The following function solves this and matches your definition.

base26_conversion <- function(number){
  result <- "";
  base <- 26
  number <- number - 1
  repeat{
    result <- paste0(LETTERS[(number) %% base + 1], result)
    number <- floor(number / base) - 1
    if (!(number > -1)){
      break
    }
  }
  return(result)
}

The modulo operator will extract the current "digit" and the addition of 1 will correct the index to get the corresponding letter. The division will shift the decimal point by one digit in the 26-base. The subtraction of 1 makes sure that to exclude "0".

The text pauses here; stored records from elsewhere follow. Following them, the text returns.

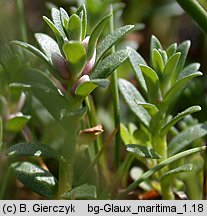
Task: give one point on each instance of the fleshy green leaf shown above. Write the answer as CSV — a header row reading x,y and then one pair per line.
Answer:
x,y
109,64
17,123
157,62
177,118
76,55
55,31
135,59
131,95
142,151
111,39
176,90
33,149
169,69
74,28
82,192
95,35
183,48
87,87
55,14
151,80
178,170
171,50
83,14
185,138
44,90
36,178
47,44
64,18
162,164
151,108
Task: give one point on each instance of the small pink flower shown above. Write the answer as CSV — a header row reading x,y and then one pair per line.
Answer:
x,y
90,64
61,66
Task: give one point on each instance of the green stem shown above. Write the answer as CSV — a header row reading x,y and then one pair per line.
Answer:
x,y
196,11
160,146
69,154
115,98
5,183
22,20
162,164
92,123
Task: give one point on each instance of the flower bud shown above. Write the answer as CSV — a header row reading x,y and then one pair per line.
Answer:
x,y
61,66
83,79
90,64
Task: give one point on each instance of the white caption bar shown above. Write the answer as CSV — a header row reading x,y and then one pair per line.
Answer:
x,y
102,207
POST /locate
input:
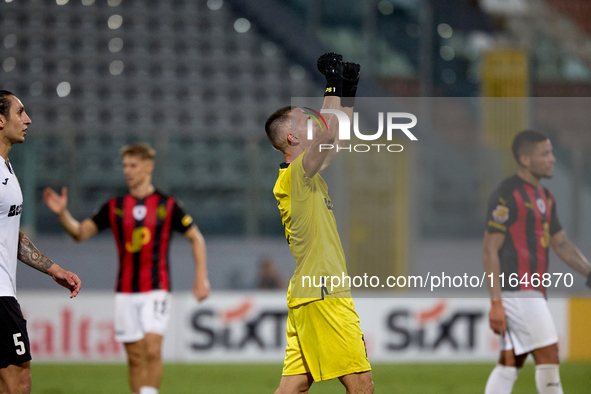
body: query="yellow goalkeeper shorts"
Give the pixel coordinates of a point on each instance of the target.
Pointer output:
(324, 338)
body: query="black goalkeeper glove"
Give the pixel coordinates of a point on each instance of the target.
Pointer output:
(331, 66)
(350, 81)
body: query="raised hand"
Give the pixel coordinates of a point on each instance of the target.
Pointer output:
(67, 279)
(331, 66)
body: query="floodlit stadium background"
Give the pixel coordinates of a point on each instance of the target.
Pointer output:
(197, 79)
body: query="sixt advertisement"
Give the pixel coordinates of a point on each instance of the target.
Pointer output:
(250, 327)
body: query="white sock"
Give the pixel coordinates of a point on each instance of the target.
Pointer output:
(501, 380)
(548, 379)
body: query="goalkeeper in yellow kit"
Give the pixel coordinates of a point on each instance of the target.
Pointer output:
(324, 339)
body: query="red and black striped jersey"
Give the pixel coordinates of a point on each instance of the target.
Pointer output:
(526, 214)
(142, 230)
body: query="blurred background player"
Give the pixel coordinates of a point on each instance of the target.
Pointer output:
(141, 222)
(269, 276)
(15, 352)
(521, 225)
(324, 338)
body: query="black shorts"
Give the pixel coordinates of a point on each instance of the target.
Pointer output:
(14, 340)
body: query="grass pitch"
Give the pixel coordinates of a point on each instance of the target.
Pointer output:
(264, 378)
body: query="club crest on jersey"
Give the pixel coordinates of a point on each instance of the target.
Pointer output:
(139, 212)
(501, 214)
(161, 211)
(541, 205)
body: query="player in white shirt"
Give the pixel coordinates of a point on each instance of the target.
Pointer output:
(15, 355)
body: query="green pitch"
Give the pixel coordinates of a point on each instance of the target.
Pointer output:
(264, 378)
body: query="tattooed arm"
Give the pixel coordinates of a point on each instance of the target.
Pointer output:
(571, 255)
(30, 255)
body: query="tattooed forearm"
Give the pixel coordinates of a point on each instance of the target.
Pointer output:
(28, 254)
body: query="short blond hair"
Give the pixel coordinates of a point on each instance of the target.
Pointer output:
(143, 150)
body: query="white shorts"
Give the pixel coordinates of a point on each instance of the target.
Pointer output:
(139, 313)
(529, 322)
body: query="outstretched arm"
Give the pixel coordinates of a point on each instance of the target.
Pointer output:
(492, 265)
(571, 255)
(350, 81)
(30, 255)
(315, 157)
(201, 285)
(58, 204)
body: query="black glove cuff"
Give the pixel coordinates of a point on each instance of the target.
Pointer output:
(334, 86)
(349, 91)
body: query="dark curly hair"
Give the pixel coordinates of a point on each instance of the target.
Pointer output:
(5, 103)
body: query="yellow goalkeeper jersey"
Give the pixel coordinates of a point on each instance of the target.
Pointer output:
(311, 232)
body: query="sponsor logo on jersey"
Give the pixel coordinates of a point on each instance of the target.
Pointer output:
(139, 212)
(541, 205)
(501, 214)
(545, 240)
(15, 210)
(161, 212)
(187, 220)
(140, 237)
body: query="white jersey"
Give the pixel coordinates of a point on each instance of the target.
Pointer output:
(11, 204)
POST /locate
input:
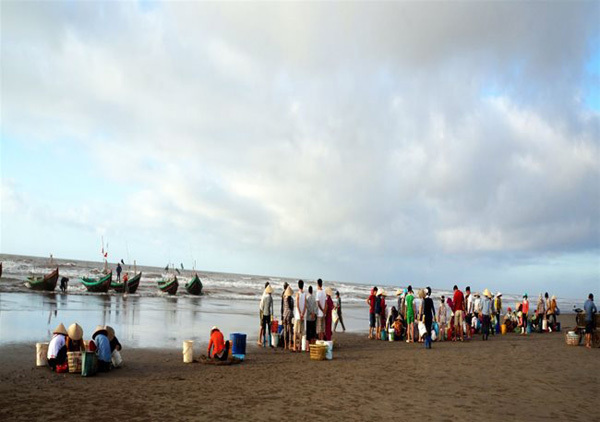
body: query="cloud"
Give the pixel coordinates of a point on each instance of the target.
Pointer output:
(326, 133)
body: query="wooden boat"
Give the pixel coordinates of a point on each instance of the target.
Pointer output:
(169, 286)
(100, 285)
(194, 287)
(46, 283)
(132, 284)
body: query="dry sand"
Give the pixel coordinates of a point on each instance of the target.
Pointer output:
(508, 377)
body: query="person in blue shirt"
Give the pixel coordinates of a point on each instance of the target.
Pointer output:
(103, 351)
(590, 315)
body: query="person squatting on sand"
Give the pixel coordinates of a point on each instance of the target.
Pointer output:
(217, 347)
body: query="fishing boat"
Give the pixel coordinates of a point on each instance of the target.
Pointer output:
(194, 287)
(169, 285)
(100, 285)
(132, 284)
(46, 283)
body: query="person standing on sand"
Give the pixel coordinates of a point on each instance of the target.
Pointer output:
(267, 311)
(286, 317)
(486, 311)
(299, 315)
(311, 317)
(468, 310)
(429, 317)
(260, 326)
(328, 313)
(459, 311)
(321, 299)
(410, 315)
(371, 303)
(524, 312)
(590, 318)
(338, 309)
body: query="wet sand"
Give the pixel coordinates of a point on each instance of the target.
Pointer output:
(509, 377)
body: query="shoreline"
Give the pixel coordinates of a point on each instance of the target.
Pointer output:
(533, 377)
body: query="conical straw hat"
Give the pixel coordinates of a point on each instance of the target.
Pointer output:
(111, 332)
(60, 329)
(98, 330)
(75, 332)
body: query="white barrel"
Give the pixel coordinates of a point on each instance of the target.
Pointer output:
(274, 339)
(41, 353)
(188, 351)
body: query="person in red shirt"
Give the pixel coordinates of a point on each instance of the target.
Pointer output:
(459, 311)
(220, 348)
(371, 303)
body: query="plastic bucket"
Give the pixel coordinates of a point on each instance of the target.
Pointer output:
(74, 360)
(238, 343)
(41, 354)
(89, 364)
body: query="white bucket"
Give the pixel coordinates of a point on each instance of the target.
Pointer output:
(117, 360)
(188, 351)
(41, 353)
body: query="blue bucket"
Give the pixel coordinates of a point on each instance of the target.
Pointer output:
(238, 343)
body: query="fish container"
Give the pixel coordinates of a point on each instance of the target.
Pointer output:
(117, 360)
(41, 354)
(89, 364)
(274, 339)
(74, 359)
(188, 351)
(238, 343)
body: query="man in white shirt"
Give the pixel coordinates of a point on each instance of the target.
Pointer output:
(321, 298)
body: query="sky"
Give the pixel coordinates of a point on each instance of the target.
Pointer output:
(431, 143)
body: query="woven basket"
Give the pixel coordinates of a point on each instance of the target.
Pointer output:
(572, 339)
(74, 359)
(318, 351)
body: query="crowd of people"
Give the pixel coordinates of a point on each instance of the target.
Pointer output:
(305, 314)
(459, 318)
(103, 342)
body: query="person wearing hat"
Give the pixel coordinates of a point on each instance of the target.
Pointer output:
(338, 309)
(524, 312)
(57, 349)
(75, 339)
(328, 313)
(486, 312)
(498, 310)
(409, 311)
(286, 318)
(267, 313)
(217, 347)
(100, 338)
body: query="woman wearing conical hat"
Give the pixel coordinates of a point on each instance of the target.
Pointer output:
(286, 316)
(75, 338)
(57, 349)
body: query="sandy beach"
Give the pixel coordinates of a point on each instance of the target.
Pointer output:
(509, 377)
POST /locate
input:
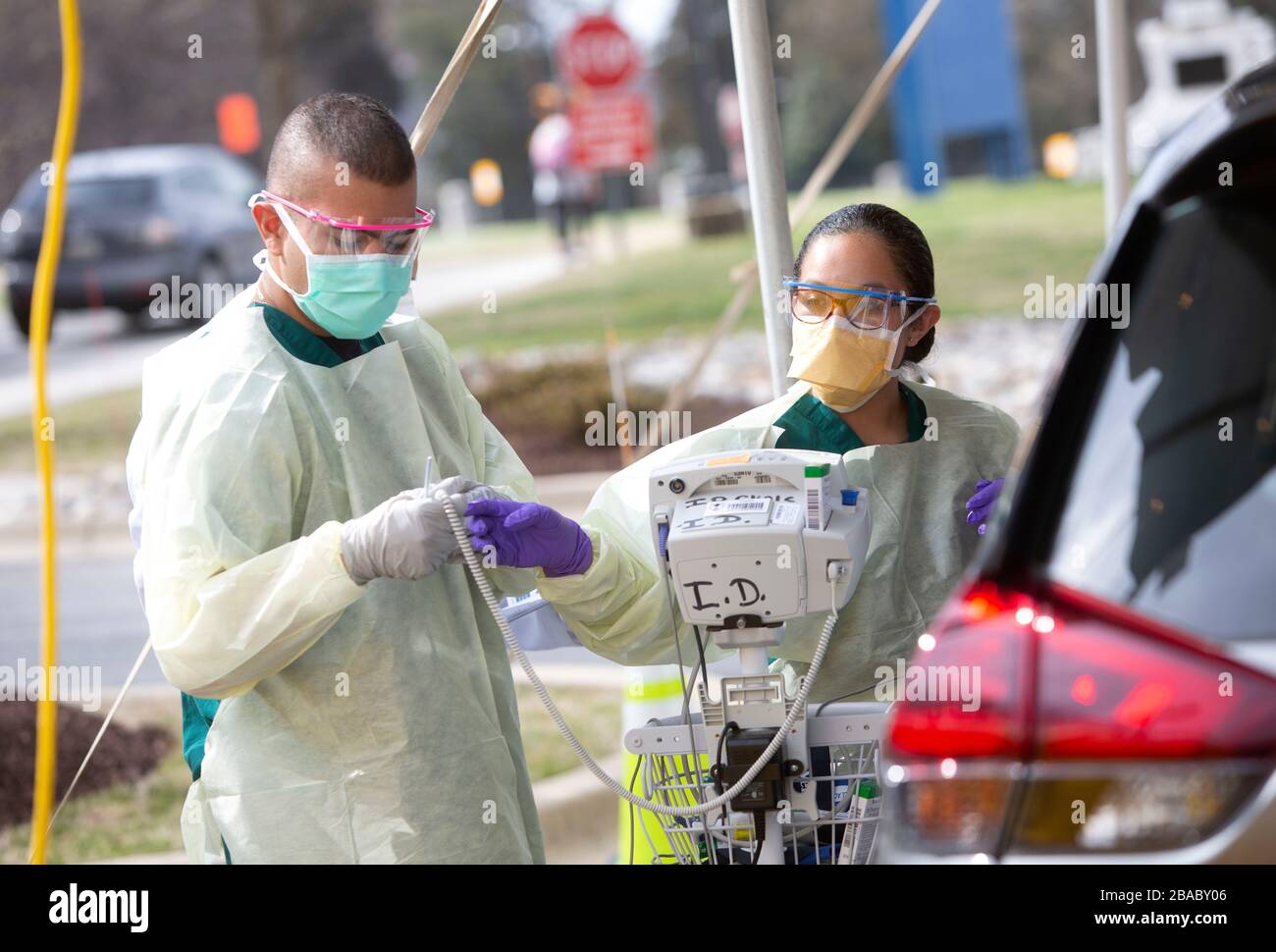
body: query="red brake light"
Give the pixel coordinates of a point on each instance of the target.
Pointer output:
(975, 633)
(1148, 694)
(1068, 676)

The function gives matching strings for the entire input range of your function and should generalize to any positive number.



回答4:

Here's a possible solution:

dec2abc<- function(number){
    digit<- LETTERS[(number-1)%%26+1]
    number<- (number - 1 - (number-1)%%26)/26
    while (number > 26){
        digit<- paste0(LETTERS[(number-1)%%26+1], digit)
        number<- (number - 1 - (number-1)%%26)/26 
        }
    digit<- paste0(LETTERS[number], digit)
    return(digit)
}

This works with any positive integer, but I think the more digits you add to the number, you'll be testing the memory abilities of your computer.